Email updates

Keep up to date with the latest news and content from BMC Bioinformatics and BioMed Central.

This article is part of the supplement: Highlights from the Fifth International Society for Computational Biology (ISCB) Student Council Symposium

Open Access Poster presentation

A method for validation for clustering of phenotypic gene knockdown profiles using protein-protein interactions information

Nikolay Samusik*, Yannis Kalaidzidis and Marino Zerial

  • * Corresponding author: Nikolay Samusik

Author Affiliations

Max-Plank Institute of Cell Biology and Genetics, Dresden, Germany

For all author emails, please log on.

BMC Bioinformatics 2009, 10(Suppl 13):P3  doi:10.1186/1471-2105-10-S13-P3

The electronic version of this article is the complete one and can be found online at:

Published:19 October 2009

© 2009 Samusik et al; licensee BioMed Central Ltd.

Poster presentation

The functional characterization of the molecular components of biological systems is an outstanding task in the post-genomic era and is often addressed by gene knockdown screening which quantifies phenotypes in the form of multiparametric profiles. The identification of sets of genes producing similar phenotypic effects is fulfilled by the clustering of profiles. Here we address the question of how to quantify the biological significance of clusters of phenotypic profiles with respect to protein-protein interaction (PPI) data.
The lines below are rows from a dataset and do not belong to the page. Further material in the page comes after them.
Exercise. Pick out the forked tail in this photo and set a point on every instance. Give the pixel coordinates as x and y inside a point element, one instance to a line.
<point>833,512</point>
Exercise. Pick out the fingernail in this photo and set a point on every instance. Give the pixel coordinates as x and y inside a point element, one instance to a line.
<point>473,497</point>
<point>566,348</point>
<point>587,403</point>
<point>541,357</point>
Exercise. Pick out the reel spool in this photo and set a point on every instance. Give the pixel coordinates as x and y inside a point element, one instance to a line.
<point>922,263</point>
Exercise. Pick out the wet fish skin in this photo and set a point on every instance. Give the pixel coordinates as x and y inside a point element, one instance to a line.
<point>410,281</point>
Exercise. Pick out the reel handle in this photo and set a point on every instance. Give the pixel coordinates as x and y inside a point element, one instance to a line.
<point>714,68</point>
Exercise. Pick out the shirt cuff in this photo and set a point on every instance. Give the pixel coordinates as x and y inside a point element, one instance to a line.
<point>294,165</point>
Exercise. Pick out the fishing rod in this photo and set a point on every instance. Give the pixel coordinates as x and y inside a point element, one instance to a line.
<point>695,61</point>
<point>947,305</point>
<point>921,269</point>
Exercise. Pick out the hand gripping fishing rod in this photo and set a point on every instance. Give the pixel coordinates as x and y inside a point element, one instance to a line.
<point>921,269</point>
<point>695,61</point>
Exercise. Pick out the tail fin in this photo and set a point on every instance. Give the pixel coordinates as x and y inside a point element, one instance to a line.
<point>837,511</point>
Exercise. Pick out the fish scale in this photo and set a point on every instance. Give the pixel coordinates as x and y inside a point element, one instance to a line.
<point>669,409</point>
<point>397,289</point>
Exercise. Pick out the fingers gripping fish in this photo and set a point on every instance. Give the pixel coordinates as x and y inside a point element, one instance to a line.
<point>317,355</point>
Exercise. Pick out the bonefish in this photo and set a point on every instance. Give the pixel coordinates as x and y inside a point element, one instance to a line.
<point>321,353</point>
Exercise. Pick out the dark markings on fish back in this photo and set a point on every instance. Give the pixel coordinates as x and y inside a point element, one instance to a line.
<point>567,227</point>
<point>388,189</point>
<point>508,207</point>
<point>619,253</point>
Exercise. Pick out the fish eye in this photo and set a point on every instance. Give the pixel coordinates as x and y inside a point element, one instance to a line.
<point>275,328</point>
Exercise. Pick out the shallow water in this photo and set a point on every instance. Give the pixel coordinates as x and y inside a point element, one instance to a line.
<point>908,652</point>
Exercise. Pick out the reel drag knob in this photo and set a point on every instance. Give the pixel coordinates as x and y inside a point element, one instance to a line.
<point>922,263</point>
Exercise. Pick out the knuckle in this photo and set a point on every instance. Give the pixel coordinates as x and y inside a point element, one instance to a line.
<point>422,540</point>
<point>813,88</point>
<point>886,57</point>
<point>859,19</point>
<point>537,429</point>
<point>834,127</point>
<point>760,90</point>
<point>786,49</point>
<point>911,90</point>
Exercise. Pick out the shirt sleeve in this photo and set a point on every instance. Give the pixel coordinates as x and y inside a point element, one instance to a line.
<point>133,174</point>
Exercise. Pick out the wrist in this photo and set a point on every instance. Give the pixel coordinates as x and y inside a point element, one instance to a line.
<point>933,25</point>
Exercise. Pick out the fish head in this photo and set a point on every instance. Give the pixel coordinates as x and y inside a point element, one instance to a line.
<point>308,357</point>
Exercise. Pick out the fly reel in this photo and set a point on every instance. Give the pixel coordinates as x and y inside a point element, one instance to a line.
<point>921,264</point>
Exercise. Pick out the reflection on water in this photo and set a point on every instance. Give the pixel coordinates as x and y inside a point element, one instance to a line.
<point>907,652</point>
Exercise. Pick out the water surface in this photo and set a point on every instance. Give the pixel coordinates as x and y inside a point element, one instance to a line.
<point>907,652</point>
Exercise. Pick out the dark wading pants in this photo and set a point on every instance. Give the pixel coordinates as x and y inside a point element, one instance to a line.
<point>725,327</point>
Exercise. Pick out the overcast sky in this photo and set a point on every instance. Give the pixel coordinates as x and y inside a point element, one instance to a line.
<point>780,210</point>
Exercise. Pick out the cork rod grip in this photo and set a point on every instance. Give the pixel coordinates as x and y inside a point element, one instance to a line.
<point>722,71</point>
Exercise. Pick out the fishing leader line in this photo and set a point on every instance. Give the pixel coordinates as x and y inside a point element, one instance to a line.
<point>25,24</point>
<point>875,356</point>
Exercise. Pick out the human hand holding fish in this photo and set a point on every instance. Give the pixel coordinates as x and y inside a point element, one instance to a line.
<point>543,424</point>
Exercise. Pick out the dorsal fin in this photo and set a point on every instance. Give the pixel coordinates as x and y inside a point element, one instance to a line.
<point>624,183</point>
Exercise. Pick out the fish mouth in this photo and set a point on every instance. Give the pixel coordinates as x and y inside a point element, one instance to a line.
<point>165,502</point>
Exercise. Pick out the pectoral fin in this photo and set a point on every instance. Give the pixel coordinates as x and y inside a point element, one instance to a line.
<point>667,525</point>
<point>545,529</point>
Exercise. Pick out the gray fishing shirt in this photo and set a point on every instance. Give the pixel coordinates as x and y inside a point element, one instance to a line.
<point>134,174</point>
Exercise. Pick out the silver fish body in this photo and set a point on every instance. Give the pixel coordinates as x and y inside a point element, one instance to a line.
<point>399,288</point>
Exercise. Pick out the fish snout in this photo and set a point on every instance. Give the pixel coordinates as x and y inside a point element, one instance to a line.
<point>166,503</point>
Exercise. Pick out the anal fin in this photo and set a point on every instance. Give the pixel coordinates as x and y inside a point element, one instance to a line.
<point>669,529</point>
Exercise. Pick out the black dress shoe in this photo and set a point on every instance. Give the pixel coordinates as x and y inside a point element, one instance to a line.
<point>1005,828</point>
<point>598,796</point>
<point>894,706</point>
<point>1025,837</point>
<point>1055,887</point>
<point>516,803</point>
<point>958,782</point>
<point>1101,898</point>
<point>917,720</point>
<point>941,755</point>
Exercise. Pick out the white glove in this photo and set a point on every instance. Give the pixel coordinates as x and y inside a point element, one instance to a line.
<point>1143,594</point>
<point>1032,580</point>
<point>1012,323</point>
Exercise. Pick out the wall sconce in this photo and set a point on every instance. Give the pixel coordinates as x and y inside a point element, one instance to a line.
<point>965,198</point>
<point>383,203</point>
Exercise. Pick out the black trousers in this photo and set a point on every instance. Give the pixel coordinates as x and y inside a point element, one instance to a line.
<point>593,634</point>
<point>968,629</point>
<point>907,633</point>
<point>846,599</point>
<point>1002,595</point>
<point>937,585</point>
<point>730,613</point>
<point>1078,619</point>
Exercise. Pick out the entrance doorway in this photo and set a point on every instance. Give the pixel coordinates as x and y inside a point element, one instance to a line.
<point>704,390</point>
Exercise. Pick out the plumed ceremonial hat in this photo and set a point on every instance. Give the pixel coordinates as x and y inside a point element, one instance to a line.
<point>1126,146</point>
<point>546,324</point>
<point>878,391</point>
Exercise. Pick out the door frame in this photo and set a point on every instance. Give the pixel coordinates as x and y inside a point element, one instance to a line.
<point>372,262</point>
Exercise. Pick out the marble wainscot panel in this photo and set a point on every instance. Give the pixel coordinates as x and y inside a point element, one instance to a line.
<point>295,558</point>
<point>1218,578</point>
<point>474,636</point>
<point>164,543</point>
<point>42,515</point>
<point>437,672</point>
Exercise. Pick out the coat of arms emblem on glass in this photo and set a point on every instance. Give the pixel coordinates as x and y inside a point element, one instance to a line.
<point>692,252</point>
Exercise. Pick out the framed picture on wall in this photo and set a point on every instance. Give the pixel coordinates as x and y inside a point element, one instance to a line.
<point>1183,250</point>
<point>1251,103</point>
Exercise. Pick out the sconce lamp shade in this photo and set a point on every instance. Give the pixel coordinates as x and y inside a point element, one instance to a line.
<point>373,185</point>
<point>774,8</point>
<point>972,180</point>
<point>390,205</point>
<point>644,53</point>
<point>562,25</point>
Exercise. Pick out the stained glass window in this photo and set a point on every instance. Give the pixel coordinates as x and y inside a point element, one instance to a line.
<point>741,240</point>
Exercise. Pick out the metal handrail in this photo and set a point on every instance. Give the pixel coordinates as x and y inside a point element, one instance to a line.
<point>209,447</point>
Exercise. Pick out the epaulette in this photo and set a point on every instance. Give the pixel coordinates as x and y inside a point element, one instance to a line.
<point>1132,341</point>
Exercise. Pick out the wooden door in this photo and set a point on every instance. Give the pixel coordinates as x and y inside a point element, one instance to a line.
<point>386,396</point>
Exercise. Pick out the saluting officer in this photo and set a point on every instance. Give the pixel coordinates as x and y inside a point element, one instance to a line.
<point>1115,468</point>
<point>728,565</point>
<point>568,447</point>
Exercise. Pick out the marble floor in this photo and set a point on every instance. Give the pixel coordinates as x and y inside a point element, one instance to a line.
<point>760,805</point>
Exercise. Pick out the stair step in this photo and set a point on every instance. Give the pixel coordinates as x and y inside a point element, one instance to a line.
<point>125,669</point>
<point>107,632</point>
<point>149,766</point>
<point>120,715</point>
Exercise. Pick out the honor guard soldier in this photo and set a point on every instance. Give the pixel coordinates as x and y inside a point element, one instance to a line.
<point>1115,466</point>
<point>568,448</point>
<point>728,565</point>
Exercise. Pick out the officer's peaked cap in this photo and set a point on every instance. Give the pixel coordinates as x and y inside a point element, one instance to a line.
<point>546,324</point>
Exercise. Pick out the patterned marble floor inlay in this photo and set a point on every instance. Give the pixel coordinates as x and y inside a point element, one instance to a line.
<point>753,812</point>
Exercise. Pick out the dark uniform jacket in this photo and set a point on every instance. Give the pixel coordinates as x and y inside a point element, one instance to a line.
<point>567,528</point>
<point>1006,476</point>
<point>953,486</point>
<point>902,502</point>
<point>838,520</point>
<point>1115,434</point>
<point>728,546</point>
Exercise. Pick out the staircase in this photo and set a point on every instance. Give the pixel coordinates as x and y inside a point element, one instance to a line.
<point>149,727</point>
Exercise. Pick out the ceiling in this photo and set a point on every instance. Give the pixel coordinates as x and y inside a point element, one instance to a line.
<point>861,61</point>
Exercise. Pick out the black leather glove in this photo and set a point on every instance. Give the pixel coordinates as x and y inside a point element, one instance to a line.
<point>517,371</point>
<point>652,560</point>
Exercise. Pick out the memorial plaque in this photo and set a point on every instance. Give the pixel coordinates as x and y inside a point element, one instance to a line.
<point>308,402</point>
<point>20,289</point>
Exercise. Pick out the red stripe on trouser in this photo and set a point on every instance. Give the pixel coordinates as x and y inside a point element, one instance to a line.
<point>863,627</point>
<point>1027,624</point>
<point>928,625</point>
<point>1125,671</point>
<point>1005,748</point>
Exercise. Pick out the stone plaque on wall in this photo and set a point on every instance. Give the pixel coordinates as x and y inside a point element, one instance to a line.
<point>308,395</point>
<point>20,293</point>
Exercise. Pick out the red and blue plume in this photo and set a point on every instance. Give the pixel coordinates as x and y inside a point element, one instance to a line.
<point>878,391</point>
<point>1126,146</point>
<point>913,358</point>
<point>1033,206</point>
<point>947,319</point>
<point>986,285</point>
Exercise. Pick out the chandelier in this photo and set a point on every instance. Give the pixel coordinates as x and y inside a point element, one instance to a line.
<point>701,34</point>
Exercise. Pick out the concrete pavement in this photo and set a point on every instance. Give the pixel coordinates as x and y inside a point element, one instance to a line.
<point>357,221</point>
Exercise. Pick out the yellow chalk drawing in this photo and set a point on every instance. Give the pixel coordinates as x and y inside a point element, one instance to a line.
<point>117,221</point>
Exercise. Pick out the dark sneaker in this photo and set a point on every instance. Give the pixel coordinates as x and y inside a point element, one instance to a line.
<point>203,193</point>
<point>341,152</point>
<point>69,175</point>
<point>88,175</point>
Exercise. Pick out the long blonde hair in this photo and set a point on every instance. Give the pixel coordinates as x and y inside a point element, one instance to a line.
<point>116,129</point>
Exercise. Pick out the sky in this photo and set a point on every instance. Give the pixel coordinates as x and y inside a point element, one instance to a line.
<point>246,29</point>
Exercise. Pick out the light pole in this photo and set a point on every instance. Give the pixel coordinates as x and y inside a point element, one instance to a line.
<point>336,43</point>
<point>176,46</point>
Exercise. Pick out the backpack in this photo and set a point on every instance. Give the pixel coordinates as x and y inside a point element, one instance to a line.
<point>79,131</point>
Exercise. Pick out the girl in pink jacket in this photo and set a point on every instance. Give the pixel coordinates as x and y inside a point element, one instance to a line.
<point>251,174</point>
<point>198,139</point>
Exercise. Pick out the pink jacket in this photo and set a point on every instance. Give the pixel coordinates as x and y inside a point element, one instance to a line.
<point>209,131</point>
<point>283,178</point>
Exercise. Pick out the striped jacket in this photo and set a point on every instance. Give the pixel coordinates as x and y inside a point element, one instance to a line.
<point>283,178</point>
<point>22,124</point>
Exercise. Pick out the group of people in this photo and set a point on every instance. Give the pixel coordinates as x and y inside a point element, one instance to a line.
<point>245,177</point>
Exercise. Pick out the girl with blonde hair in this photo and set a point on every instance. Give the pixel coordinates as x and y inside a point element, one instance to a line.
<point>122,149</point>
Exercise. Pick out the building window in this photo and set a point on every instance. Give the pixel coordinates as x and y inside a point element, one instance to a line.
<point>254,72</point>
The dataset we used contains 20385 gene knockdown phenotypic profiles resulting from the genome-wide image-based multiparametric siRNA screen on endocytosis in HeLa cells, which has been carried out on in our lab. Each profile is produced from images of cells in a specific gene knockdown condition, and comprises a 40-dimensional vector of phenotypic parameters, which describe the distribution of endosomes labeled by fluorescent cargo. The profiles capture the morphological changes in the endocytic system resulting from different gene knockdowns. The dataset has been pre-filtered, discarding profiles showing weak effects.

Protein-protein interaction data was taken from EMBL STRING database [1]. We demonstrated that the interacting proteins are 17% more likely to produce a correlated phenotype in the siRNA screen than non-interacting proteins. Based on this observation, we developed a method for the cross-validation of the clustering of phenotypic profiles using PPI data. The relevance of a cluster with respect to PPI is measured by the ratio of the number of interactions between genes in the cluster to the total number of interactions of these genes, and by the average size of a fully connected PPI module in the cluster. The significance of these values for a cluster of a size N is assessed by bootstrapping, using sets of N nearest neighbors of random phenotypic profiles, and the p-value combines both measures.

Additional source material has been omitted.